Date | May 2013 | Marks available | 5 | Reference code | 13M.1.hl.TZ0.5 |
Level | HL only | Paper | 1 | Time zone | TZ0 |
Command term | Find | Question number | 5 | Adapted from | N/A |
Question
Let \({X_k}\) be independent normal random variables, where \({\rm{E}}({X_k}) = \mu \) and \(Var({X_k}) = \sqrt k \) , for \(k = 1,2, \ldots \) .
The random variable \(Y\) is defined by \(Y = \sum\limits_{k = 1}^6 {\frac{{{{( - 1)}^{k + 1}}}}{{\sqrt k }}} {X_k}\) .
(i) Find \({\rm{E}}(Y)\) in the form \(p\mu \) , where \(p \in \mathbb{R}\) .
(ii) Find \(k\) if \({\rm{Var}}({X_k}) < {\rm{Var}}(Y) < {\rm{Var}}({X_{k + 1}})\) .
A random sample of \(n\) values of \(Y\) was found to have a mean of \(8.76\).
(i) Given that \(n = 10\) , determine a \(95\%\) confidence interval for \(\mu \) .
(ii) The width of the confidence interval needs to be halved. Find the appropriate value of \(n\) .
Markscheme
(i) \({\rm{E}}(Y) = \frac{1}{{\sqrt 1 }}\mu - \frac{1}{{\sqrt 2 }}\mu + \frac{1}{{\sqrt 3 }}\mu - \frac{1}{{\sqrt 4 }}\mu + \frac{1}{{\sqrt 5 }}\mu - \frac{1}{{\sqrt 6 }}\mu \) (M1)
\( = 0.409\) \((209)\mu \) A1
Note: Accept answers which round to \(0.41\).
(ii) \(Var(Y) = \frac{1}{{\sqrt 1 }} + \frac{1}{{\sqrt 2 }} + \frac{1}{{\sqrt 3 }} + \frac{1}{{\sqrt 4 }} + \frac{1}{{\sqrt 5 }} + \frac{1}{{\sqrt 6 }}\) (M1)
\( = 3.64\) \((3.6399 \ldots )\) A1
\(({\rm{Var}}({X_{13}}) = 3.61;{\rm{Var}}({X_{14}}) = 3.74) \Rightarrow k = 13\) A1
[5 marks]
(i) \(95\%\) CI for is \({\rm{E}}(Y)\)
\(8.76 \pm 1.96\sqrt {\frac{{3.6399 \ldots }}{{10}}} \) (M1)
\( = \left[ {7.58,9.94} \right]\) A1A1
Note: Accept \(\left[ {7.6,9.9} \right]\) . Do not penalize answers given to more than 3sf.
Since \(\mu = \frac{{{\rm{E}}(Y)}}{{0.409 \ldots }}\) , CI for \(\mu \) is \(\left[ {18.5,24.3} \right]\) A1
Note: Do not penalize answers given to more than 3sf.

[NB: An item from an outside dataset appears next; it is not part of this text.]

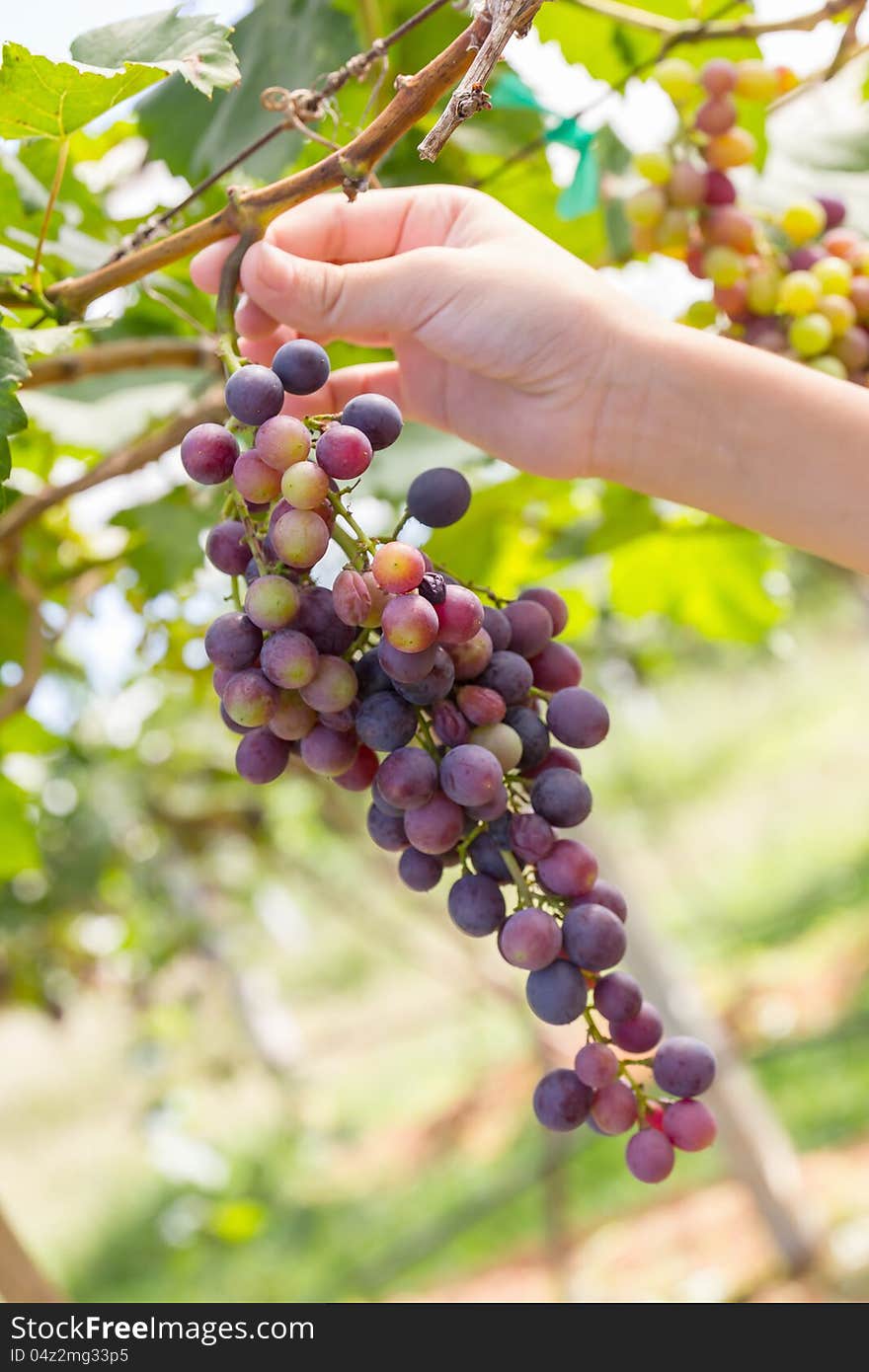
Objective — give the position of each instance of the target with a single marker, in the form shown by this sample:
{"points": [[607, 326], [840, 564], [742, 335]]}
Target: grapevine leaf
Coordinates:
{"points": [[42, 99], [194, 45]]}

(ii) width of a CI is inversely proportional to the square root of \(n\) (M1)
so \(n = 40\) A1
[6 marks]
Examiners report
This question proved to be the most difficult on the paper and few fully correct answers were seen. In part (a) (i) many candidates did know how to find the answers in terms of \(\mu\). Very few candidates successfully completed part (a) (ii).
This question proved to be the most difficult on the paper and few fully correct answers were seen. In part b) (i) a number of candidates made some progress, but few realised or knew how to convert the confidence interval for \({\rm{E}}(Y)\ into a confidence interval for \(\mu\). For those who persevered to the end of the question, there was a reasonable degree of success in part (b) (ii).